Computational Geometry
Computational Geometry
Foundational Shape Processing
Our core contributions to computational geometry focus on algorithms that support sampling-based motion planning. Through our work on approximate convex decomposition (ACD), we introduced practical methods to partition complex polyhedra into “almost convex” components. This enables highly efficient collision detection and geometric reasoning in high-dimensional spaces, improving how configuration spaces are represented for planners.
Advanced Sampling Strategies
Building on these geometric foundations, we developed algorithms to handle severe clutter and narrow passages. By exploiting obstacle-space hierarchies and medial-axis/surface-biased sampling, we improved the decomposition of free space into viable sampling regions. We have successfully extended these concepts beyond robotics into computer-aided design (CAD) and virtual/augmented reality (VR/AR).

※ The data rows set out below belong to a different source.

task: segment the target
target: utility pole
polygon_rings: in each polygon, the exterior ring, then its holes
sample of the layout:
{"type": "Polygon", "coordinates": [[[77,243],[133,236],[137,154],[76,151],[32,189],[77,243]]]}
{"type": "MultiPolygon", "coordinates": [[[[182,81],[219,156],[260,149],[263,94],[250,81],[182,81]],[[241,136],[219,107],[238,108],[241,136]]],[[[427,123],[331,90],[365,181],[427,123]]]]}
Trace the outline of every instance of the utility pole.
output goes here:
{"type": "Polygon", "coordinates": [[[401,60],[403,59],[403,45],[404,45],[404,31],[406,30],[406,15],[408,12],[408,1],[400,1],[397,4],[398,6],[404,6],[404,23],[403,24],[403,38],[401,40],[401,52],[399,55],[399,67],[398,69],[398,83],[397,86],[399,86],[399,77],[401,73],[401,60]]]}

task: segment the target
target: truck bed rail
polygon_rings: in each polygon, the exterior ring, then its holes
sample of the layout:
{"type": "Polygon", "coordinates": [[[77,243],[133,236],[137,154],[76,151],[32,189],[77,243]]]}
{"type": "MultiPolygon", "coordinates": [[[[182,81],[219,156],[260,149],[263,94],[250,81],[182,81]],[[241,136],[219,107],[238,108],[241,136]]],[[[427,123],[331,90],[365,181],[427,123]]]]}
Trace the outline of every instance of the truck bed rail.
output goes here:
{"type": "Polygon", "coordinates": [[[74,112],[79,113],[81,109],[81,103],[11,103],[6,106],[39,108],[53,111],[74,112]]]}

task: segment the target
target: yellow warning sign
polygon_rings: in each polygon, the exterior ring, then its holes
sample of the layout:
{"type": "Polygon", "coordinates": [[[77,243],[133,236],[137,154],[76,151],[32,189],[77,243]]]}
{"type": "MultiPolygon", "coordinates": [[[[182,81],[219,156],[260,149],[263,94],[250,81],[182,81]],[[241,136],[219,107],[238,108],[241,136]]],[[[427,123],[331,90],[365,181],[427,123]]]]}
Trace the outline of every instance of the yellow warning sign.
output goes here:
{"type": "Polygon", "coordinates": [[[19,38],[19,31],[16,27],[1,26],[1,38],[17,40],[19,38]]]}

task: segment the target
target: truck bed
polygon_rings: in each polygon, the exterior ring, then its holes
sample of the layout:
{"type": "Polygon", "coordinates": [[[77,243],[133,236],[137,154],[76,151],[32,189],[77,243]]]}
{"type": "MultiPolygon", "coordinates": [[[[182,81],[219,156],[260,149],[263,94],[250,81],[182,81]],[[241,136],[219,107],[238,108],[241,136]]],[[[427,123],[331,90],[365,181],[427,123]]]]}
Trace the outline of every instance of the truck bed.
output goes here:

Swept-Volume Approximations (SPITE)
Our most recent work focuses on SPITE (Simple Polyhedral Intersection Techniques for modified Environments). SPITE utilizes 3D swept-volume approximations to rapidly validate motion-planning roadmaps as obstacles move. This geometry-aware framework transforms static roadmaps into highly responsive dynamic structures, drastically reducing update and planning times while limiting precomputation. We are currently adapting these spatial heuristics to accelerate multi-robot coordination and task and motion planning (TAMP).